There are many problems experienced in every day life which cannot be satisfactorily represented by some mathematical model or sometimes the model becomes so much complicated that its solution by analytical method is not possible. In such situations Simulation or Monte-Carlo methods are found to be useful.
The name Monte-Carlo has been generally used for a method where distribution functions are determined with the help of random numbers. Pioneers in the field are Von Neumann, Ulam and Fermi.
A simulation model is an image of reality which allows the solution of a problem by trial and error approach. Dr. A.S. Householder defines Monte-Carlo technique as the device for studying an artificial stochastic model of a physical or mathematical process. Simulation methods are combinations of probability and sampling methods providing solutions to complicated problems.
It is particularly useful in situations where it is not possible to gain practical experience because one has to deal a problem which has not yet arises.
A good simulation model should be
(ii) acceptable to problem and
(iii) quick to generate.
General simulation method is based on the selection of random numbers from random number tables and these numbers are considered to be the probabilities of desired characteristic understudy drawn from the parent population. The random numbers are recorded from the random number tables in a systematic way i.e. once recording of the numbers is done from any arbitrary place in the table then the successive numbers to be recorded from the chosen point till required observations are drawn.

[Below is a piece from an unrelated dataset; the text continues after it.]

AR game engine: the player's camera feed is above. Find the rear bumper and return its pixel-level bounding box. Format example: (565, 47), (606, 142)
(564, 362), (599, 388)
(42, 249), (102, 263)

It is assumed that the characteristics of the observations in the sample as well as the population are same.
Following are the Steps in Simulation Method of Forecasting
(i) Post behavior of the system is determined by conducting some preliminary survey. Generally this is done with the past data available in records.
(ii) Some appropriate model is selected for the system with the, help of sample observation obtained in step (i).
(iii) The model in step (ii) is used to determine the probability distribution of the characteristic under study. The, probability distribution can be easily changed into cumulative distribution function.
(iv) Random numbers are chosen from random number tables and are then used to find the sequence of values of the variable of interest.
(v) Some standard mathematical function is fitted to the values obtained in step (iv).